Comment trouver la juste distance entre un prêtre et des fidèles laïcs, dans le cadre d’une paroisse ou ailleurs ? C’est en tout cas un effort qui doit être poursuivi à la fois par les prêtres et par les fidèles laïcs, chacun pour leur part. Une véritable proximité est évidemment souhaitable. Jésus lui-même nous montre d’ailleurs en d’autres lieux de l’Évangile l’exemple d’une proximité qui ne nuit pas à l’efficacité de la parole. Il est au milieu du troupeau, il en a l’odeur, selon les mots du pape François. Jésus ne se place pas sur un piédestal, en surplomb par rapport aux disciples ou à toute autre personne. Et s’il est entouré de respect par les uns et les autres, il n’est pas tenu à distance comme une idole sacrée qu’on révère de loin.

Citoyens du Ciel

La manière dont Jésus procède est une leçon pour tous ceux qui, dans l’Église, ont mission d’enseigner. On le voit prêcher, se déplacer de village en village, et il parvient à se faire proche tout en restant crédible. Jésus sait se faire proche des hommes tout en restant loin du monde, c’est là tout le secret. Il faut dire que lui n’a pas à craindre que son manque de sainteté personnelle diminue la portée de sa prédication. Pour tout autre que lui, c’est toujours un défi. Le prédicateur, qu’il soit prêtre dans le cadre de la liturgie, ou qu’il soit laïc dans le cadre de sa mission d’évangélisation, ne prêche pas parce qu’il est un saint, mais le fait même qu’il prêche devrait être une sérieuse incitation à le devenir, ne serait-ce que par souci de cohérence et d’efficacité ! De la proximité de bon aloi à l’excessive familiarité qui ruine toute communication possible de la grâce, le fossé est vite franchi. Il importe de savoir se situer les uns par rapport aux autres, pour que chacun puisse être le saint que Dieu veut qu’il soit, dans la vocation qui est la sienne. Si l’horrible expression « faire Église » a un sens, c’est peut-être déjà celui-là ! 

Nul n’est prophète en son pays. Jésus lui-même s’est heurté à cette difficulté en venant prêcher dans sa ville d’origine.

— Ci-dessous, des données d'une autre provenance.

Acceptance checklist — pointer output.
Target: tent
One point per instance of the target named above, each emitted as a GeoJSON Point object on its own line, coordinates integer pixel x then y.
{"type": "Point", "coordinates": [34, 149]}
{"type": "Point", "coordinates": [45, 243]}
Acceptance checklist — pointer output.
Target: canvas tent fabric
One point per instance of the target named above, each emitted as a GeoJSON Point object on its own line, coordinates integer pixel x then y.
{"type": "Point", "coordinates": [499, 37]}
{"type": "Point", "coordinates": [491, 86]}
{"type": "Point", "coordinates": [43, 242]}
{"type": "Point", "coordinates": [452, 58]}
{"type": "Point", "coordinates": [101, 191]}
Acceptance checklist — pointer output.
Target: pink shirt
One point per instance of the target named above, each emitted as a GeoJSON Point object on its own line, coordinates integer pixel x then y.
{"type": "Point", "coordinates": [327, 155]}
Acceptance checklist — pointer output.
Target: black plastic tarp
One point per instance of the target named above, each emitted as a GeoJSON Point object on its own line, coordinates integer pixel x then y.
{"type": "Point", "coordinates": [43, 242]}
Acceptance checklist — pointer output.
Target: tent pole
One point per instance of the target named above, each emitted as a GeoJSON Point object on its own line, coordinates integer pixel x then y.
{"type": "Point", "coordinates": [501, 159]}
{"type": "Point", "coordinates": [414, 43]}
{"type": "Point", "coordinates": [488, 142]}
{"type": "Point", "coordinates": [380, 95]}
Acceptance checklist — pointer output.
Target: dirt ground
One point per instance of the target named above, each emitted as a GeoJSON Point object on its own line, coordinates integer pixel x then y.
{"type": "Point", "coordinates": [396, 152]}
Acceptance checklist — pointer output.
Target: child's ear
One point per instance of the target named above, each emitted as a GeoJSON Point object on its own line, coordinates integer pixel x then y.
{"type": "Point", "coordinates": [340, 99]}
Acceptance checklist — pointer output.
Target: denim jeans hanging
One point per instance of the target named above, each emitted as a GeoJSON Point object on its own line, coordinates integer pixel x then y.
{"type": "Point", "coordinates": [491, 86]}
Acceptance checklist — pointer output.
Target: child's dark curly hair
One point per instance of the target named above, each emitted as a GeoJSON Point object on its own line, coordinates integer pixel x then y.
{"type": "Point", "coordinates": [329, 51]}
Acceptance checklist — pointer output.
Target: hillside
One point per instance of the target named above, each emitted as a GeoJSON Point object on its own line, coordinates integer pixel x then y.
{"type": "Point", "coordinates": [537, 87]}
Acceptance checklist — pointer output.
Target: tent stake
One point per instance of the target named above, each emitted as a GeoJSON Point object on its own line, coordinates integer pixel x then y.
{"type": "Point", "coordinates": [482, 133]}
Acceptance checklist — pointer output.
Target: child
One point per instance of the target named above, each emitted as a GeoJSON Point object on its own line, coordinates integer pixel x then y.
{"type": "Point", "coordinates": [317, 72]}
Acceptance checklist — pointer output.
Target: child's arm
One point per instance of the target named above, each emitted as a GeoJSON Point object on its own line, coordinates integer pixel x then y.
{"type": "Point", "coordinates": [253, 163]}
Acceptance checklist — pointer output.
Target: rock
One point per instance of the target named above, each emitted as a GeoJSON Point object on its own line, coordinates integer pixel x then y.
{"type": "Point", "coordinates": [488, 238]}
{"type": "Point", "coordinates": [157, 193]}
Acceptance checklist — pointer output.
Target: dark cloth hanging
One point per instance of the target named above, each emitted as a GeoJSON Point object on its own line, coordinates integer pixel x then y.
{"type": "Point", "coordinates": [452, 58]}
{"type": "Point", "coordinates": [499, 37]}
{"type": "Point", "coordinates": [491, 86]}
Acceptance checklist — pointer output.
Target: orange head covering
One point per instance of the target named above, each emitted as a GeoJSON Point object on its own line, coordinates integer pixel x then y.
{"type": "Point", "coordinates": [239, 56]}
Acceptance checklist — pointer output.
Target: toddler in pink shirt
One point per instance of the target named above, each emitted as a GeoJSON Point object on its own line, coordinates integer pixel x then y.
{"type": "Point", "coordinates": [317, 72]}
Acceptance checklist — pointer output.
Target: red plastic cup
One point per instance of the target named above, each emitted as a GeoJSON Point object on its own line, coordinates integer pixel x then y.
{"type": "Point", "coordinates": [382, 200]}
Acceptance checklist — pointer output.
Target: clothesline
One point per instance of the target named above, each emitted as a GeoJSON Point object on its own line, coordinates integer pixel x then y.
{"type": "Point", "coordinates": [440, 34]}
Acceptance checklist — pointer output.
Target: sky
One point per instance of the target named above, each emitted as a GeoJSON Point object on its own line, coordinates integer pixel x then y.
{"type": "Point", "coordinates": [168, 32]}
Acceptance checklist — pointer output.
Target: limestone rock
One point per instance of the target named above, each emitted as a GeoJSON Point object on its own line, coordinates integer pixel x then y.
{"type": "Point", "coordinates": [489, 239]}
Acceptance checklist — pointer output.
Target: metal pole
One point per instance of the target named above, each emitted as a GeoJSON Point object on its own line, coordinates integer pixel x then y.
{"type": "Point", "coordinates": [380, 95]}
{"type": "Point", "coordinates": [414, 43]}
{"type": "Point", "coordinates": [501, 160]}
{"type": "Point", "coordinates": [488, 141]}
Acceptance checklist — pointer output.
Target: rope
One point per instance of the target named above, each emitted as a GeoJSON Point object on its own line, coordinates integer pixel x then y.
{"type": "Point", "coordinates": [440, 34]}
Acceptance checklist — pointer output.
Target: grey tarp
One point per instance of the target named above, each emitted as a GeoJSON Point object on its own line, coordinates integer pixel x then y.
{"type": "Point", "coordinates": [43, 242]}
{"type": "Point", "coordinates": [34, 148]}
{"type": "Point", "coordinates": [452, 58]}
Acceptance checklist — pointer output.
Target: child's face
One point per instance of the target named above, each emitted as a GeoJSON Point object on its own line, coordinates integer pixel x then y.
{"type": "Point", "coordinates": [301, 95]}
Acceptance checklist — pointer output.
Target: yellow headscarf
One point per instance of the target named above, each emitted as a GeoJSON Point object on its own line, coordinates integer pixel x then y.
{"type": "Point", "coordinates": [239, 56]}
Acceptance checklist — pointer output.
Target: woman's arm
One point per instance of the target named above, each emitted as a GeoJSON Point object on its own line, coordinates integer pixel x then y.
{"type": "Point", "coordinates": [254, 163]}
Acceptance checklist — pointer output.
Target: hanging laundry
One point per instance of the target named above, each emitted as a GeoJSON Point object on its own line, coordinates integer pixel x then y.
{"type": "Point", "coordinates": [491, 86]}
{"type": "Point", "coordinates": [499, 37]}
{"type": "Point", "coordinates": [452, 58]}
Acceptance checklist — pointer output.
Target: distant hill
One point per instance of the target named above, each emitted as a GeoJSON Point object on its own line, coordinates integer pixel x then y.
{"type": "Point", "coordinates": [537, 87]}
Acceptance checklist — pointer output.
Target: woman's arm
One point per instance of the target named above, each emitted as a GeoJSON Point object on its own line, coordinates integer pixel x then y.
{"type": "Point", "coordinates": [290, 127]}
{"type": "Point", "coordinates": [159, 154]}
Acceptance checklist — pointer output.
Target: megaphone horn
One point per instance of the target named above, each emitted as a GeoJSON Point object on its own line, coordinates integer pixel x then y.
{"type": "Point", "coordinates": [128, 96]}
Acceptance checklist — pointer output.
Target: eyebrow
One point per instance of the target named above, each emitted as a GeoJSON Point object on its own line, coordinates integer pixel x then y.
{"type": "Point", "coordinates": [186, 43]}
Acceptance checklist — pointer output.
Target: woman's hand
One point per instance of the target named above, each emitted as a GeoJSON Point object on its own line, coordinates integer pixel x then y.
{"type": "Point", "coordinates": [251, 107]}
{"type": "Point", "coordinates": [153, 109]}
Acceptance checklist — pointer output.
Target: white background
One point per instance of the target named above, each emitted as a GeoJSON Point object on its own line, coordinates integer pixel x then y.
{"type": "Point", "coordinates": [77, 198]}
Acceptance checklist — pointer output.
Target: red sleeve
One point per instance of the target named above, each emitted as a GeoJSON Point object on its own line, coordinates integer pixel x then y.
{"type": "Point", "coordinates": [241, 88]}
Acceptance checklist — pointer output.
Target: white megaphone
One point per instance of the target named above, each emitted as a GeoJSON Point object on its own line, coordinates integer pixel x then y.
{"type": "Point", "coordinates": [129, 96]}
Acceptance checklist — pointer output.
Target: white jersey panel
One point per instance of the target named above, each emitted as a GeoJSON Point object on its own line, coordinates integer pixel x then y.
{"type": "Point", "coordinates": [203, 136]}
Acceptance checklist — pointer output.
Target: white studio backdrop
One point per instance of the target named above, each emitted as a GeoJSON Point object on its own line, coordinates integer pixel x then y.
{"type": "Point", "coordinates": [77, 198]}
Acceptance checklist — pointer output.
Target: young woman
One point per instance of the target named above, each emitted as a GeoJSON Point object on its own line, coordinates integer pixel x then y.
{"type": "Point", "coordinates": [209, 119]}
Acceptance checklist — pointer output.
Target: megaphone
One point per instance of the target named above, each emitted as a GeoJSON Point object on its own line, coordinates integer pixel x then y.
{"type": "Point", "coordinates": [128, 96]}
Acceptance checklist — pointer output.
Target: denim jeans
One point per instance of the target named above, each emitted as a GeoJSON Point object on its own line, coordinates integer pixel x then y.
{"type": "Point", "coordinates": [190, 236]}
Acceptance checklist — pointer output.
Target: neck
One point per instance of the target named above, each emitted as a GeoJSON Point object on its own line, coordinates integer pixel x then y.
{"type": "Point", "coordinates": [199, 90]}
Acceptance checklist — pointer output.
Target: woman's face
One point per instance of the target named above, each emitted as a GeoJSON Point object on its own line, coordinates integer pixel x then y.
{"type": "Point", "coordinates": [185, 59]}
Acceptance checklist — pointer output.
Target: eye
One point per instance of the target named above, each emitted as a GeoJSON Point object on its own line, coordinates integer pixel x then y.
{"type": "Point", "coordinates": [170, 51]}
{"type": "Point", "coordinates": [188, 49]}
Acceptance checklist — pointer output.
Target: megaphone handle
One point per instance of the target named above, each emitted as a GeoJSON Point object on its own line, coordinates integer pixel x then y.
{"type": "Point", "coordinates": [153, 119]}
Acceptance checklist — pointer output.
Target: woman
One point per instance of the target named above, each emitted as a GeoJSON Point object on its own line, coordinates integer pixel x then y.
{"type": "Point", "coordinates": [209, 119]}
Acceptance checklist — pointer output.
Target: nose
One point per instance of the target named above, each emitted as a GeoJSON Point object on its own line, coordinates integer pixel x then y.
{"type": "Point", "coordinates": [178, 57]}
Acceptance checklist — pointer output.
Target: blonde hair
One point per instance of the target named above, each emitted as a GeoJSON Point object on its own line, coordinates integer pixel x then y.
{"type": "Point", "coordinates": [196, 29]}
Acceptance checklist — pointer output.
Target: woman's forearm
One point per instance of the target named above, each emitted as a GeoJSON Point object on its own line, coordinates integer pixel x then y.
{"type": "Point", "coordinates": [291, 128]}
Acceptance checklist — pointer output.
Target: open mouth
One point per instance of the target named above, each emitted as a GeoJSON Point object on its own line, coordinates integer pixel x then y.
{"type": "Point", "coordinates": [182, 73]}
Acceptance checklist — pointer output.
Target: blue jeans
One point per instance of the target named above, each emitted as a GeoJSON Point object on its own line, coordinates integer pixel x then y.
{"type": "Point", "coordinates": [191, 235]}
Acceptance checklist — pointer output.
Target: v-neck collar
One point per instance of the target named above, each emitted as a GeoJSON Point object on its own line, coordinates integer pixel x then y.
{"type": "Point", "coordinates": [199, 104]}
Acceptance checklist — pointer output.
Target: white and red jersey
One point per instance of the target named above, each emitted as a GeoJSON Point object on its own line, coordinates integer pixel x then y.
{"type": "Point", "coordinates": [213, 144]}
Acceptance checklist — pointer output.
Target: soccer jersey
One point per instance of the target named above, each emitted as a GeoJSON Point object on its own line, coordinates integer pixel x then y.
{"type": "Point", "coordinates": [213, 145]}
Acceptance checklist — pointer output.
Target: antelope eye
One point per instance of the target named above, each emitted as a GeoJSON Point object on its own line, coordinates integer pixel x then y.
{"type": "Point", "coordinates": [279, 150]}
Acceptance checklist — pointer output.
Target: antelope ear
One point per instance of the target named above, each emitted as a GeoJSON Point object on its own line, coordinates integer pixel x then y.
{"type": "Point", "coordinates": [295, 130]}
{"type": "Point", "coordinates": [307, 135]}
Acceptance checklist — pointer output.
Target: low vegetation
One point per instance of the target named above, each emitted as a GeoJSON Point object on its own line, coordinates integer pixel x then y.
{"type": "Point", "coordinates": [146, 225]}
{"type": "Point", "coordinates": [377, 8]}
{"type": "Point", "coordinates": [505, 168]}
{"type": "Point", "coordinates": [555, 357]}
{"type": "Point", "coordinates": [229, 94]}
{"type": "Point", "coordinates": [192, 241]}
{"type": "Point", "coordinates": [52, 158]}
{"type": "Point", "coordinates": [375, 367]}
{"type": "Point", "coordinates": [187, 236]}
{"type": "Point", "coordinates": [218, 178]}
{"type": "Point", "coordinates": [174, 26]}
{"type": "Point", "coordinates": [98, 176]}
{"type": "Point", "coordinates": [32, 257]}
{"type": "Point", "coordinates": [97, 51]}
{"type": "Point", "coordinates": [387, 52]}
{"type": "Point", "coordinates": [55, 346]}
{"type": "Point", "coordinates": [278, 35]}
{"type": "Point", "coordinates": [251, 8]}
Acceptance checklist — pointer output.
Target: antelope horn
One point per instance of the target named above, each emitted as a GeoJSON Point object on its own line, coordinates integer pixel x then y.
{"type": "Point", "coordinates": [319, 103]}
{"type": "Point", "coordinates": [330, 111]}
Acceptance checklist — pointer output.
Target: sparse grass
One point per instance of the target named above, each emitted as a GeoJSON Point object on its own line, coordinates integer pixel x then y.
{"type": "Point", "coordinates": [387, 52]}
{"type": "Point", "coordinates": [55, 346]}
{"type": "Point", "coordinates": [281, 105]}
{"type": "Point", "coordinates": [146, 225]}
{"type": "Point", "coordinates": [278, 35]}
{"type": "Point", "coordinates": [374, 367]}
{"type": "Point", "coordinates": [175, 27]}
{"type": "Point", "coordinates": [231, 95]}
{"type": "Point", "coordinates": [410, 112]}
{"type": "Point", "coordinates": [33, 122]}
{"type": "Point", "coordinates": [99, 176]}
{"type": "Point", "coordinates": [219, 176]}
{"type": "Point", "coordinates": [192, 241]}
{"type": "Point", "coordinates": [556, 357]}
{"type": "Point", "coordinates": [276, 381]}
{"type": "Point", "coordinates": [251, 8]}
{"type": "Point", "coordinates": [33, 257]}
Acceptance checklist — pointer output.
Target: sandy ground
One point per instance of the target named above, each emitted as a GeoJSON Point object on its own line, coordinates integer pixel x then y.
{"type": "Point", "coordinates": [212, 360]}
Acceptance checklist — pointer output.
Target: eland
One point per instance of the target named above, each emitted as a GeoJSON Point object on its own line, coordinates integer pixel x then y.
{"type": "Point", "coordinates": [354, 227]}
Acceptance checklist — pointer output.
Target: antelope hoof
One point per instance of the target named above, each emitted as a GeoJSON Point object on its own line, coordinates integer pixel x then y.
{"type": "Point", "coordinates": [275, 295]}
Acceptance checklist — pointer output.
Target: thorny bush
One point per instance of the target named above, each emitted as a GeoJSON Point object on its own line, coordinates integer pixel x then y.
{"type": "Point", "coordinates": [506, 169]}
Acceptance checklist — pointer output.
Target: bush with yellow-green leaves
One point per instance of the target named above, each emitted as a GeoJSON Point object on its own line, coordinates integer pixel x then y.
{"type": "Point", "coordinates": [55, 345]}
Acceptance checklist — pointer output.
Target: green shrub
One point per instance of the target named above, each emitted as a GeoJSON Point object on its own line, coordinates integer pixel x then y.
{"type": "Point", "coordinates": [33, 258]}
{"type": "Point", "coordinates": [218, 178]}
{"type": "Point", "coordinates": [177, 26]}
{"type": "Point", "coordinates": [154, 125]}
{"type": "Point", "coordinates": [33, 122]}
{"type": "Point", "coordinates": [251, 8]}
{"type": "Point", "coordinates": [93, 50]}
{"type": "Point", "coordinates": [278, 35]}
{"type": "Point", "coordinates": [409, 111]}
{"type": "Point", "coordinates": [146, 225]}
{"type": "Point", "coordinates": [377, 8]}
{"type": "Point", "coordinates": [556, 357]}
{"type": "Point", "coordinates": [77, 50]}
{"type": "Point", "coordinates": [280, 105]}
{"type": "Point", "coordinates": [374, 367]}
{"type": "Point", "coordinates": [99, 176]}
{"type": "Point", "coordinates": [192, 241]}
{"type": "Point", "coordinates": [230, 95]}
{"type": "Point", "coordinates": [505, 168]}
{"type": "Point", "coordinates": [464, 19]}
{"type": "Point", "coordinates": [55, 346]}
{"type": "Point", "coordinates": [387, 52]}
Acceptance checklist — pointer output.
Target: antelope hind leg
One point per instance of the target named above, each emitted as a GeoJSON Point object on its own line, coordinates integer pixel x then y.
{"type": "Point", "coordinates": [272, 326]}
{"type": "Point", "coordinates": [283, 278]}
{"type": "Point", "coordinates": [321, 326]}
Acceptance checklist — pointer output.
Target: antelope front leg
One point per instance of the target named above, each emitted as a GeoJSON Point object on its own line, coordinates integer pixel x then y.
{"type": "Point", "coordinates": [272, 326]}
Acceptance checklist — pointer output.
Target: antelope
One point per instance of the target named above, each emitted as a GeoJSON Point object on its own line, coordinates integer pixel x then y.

Mais en réalité, en venant dans cette ville, Jésus ne revient pas à son lieu d’origine. Jésus n’est pas prophète dans ce pays, parce que ce n’est pas son pays. Son lieu d’origine, c’est la Trinité et c’est là qu’Il retourne. Si nous voulons être des prédicateurs selon l’esprit du Christ, il faut devenir des citoyens du Ciel, que la Trinité soit notre véritable pays. Alors nous serons situés exactement là où il faut.